By looking in the news, it’s easy to understand how some people might think current events could bring life as we know it to the brink of the end of times. Police and citizens face off in the streets of small towns. A volcano in Iceland shows signs of being ready to erupt. Scientific breakthroughs put humanity on the fast track to discovering the secrets of the universe. Other events such as severe droughts or extreme rainfall scream climatic changes. It’s no wonder people look to the future of our world and wonder if we'll survive.
But this kind of outlook isn’t new. Throughout history people have thought the world was going to end. Things like comets, eclipses and other natural disasters were thought to be signs of an impending apocalypse. Plagues have decimated the human population. Even in the 50s people nervously watched their TVs for news about the Cold War and nuclear weapons.
Even though these scenarios are frightening, they can be inspiring as well. Over the years, authors have turned the fear and destruction of the end of the world and spun it into tales of hope for the human race.
Stories such as dystopias, the apocalypse and world annihilation have fascinated writers and readers for ages. When things become troubling, it takes human strength and spirit to go on when everything you’ve ever known crumbles to the ground.
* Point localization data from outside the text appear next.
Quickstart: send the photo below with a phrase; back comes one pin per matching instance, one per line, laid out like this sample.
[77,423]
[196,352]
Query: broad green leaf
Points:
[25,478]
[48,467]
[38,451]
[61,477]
Dystopias are generally stories where some portion of everyday life is controlled by the government or societal entity. Authors such as Margaret Atwood and Suzanne Collins reveal worlds that have shattered and have been held together by a forceful government. When the characters face odds that most people can’t overcome, they find assistance from those who feel the same and begin to change the world.
Apocalyptic stories are often those that start with--or right before--an action that changes the world. Disease, a nuclear event, or natural disaster are often common catalysts for the state of the world. Writers such as Cormac McCarthy and Robert Kirkman and Tony Moore throw characters in to survival situations like we’ve never dreamed of.
But what happens when humans go too far? World annihilation is a common theme for many science fiction stories. Because of uncontrollable factors, the Earth, our home, is destroyed. Where does humanity go? Does humanity survive? Well, authors answer that question in many ways. Isaac Asimov’s Foundation series and Ray Bradbury deal with a dead Earth in their stories.
Even though the world as we know it, could end, these authors show us that humanity, no matter how flawed will go on in some form. It’s heartening to realize that people will continue fighting and living even through a disaster. Perhaps there is hope for us yet.